LEONE FACTORY. Da Roberto Roberti a Sergio Leone
La mostra - scandita dalle immagini-mito di Torella dei Lombardi, Viale Glorioso, Almeria, Monument Valley, New York, Leningrado - si propone di ricomporre il percorso familiare che va da Vincenzo Leone a Sergio Leone, recuperando insieme la vicenda del grande artigianato cinematografico italiano dal muto al secondo dopoguerra, dal neorealismo alla Hollywood sul Tevere.
Vincenzo Leone, in arte Roberto Roberti, è nato a Torella dei Lombardi nel 1879, in provincia di Avellino. Amico di Edoardo Scarfoglio, Matilde Serao, Roberto Bracco, Salvatore Di Giacomo, dal teatro passa al cinema all’inizio degli anni dieci come attore e soprattutto regista per la Films Aquila di Torino e poi per la Caesar Film di Roma. Dopo un gran numero di melodrammi di impianto esplicitamente popolare – tra i quali c’è anche La vampira indiana, un protowestern all’italiana con Bice Waleran, nome d’arte della moglie Edwige Valcarenghi – diventa il regista di Francesca Bertini, con la quale dal 1919 al 1925 gira una decina di film, tra cui La contessa Sara, La sfinge, Marion artista di Caffè-Concerto, La donna nuda.
La crisi del cinema italiano e i suoi cattivi rapporti con il regime fascista lo tengono a lungo lontano dal set, a cui ritorna solo alla fine degli anni trenta con un paio di titoli. Il suo ultimo film è Il folle di Marechiaro (1951), in cui appare come attore Sergio, il figlio di Vincenzo e di Edwige nato a Roma il 3 gennaio 1929.
Sergio Leone – come assistente o aiuto alla regia, regista della seconda unità, sceneggiatore, attore - partecipa a una trentina di film frequentando dall’interno il set del cinema italiano degli anni cinquanta da Ladri di biciclette (1948) a Sodoma e Gomorra (1961). Lavorando tra l’altro con Alessandro Blasetti, Carmine Gallone, Mario Camerini, Mario Bonnard, Guido Brignone, Mario Soldati, Steno, Luigi Comencini, Aldo Fabrizi, Primo Zeglio, Mervyn LeRoy, Robert Wise, Fred Zinnemann, William Wyler, Robert Aldrich.
Il mito della frontiera, alimentato dalla passione cinefila di uno spettatore d’eccezione, rinasce tra rêverie nostalgica e rivisitazione ironica nei suoi film, da Per un pugno di dollari (1964), che dedica alla memoria del padre firmandolo Bob Robertson, a C’era una volta il West (1968), la fine dell’epopea girata nella Monument Valley cara a John Ford.

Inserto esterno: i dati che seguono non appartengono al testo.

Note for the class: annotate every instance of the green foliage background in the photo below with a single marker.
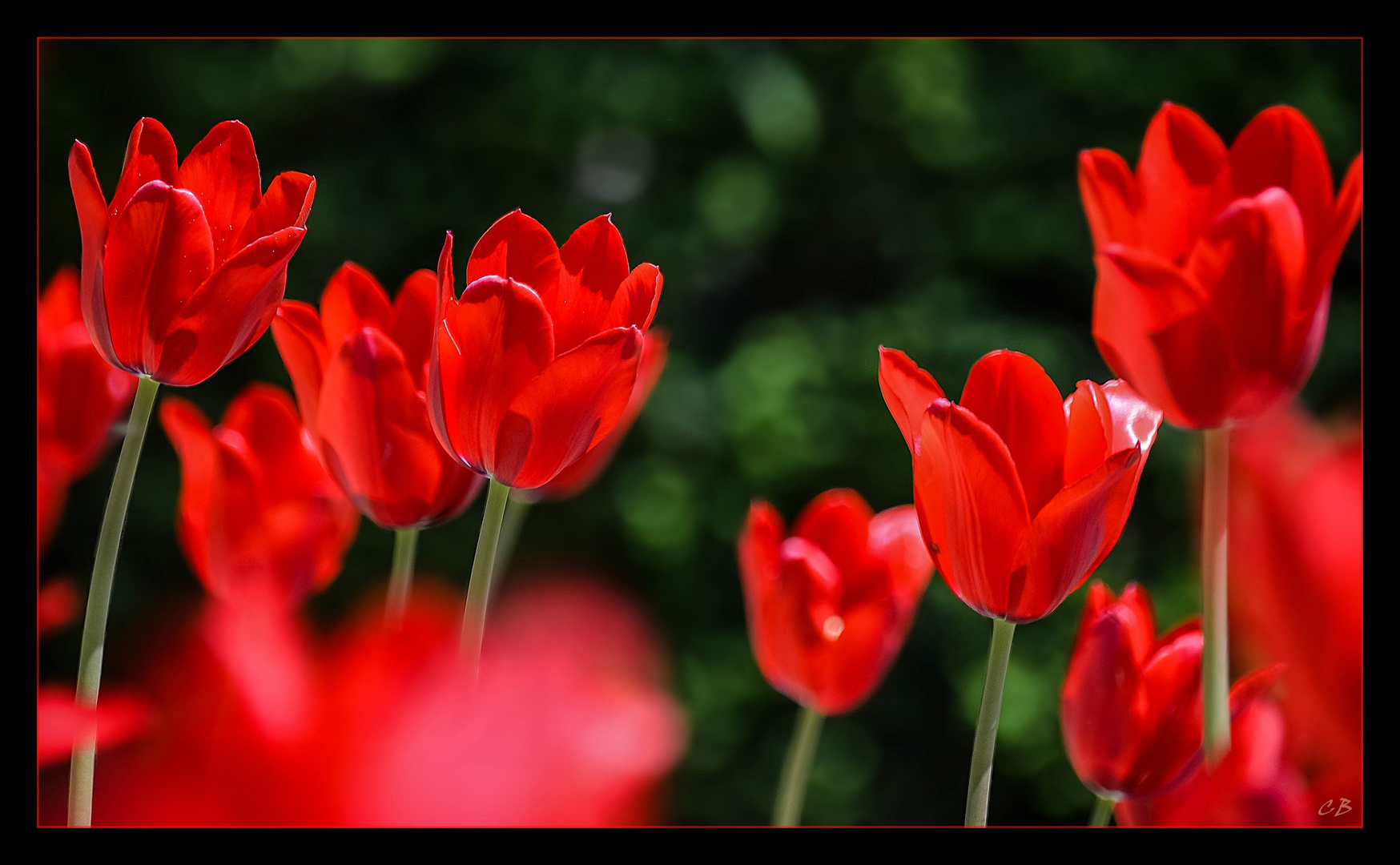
(807, 202)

Straordinario narratore per immagini dalla complessa strategia espressiva, esaltata dalle strepitose colonne sonore di Ennio Morricone, si conferma come uno dei grandi maestri del cinema postmoderno con C’era una volta in America (1984), il suo capolavoro. Quando se ne va a sessant’anni il 30 aprile 1989, ha appena concluso gli accordi per la realizzazione del film sull’assedio di Leningrado, l’ultimo sogno.

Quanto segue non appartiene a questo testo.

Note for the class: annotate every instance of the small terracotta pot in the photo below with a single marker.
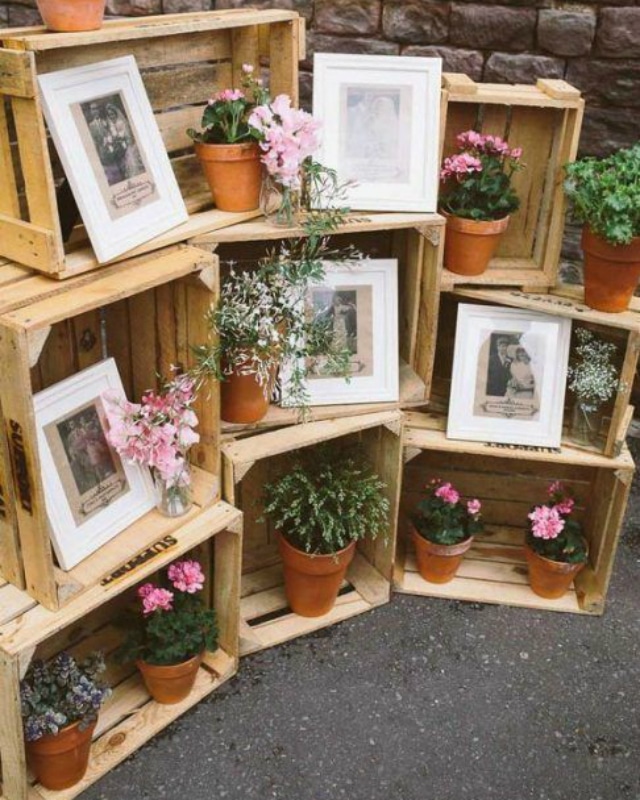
(170, 684)
(60, 761)
(547, 578)
(234, 174)
(438, 563)
(312, 583)
(72, 15)
(242, 399)
(469, 245)
(611, 272)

IL FOLLE DI MARECHIARO (dal catalogo del “Laceno d’Oro”)
La visione del raro frammento di Il folle di Marechiaro, l’ultimo film di Roberto Roberti, è indubbiamente uno dei momenti più particolari e qualificanti di questa edizione del Festival, in linea con le proposte di cultura e storia del cinema che dal primo anno ne caratterizzano il programma.
Un film travagliato e senza fortuna, quasi introvabile, reso leggendario tra gli appassionati e gli studiosi di cinema dal mistero che ancora ne avvolge la genesi e la storia. Iniziato dal regista nel 1942, con il titolo originario I fuochi di San Martino, fu interrotto e ripreso più volte, fino all’uscita in sala (solo per qualche settimana, a Napoli e dintorni) come Il folle di Marechiaro. L’insuccesso del film, e le vicissitudini della fase produttiva, spinsero Roberti verso il definitivo addio al mondo del cinema.
Ritrovato dallo storico del cinema Paolo Speranza in formato 8 mm-, questo frammento (senza sonoro) di 12 minuti ci mostra alcune scene particolarmente drammatiche, con il protagonista Aldo Silvani, insieme a momenti idilliaci che evocano certe atmosfere di Napoli che canta (1926), e una breve apparizione del giovane Sergio Leone, figlio del regista, nel ruolo di un marinaio.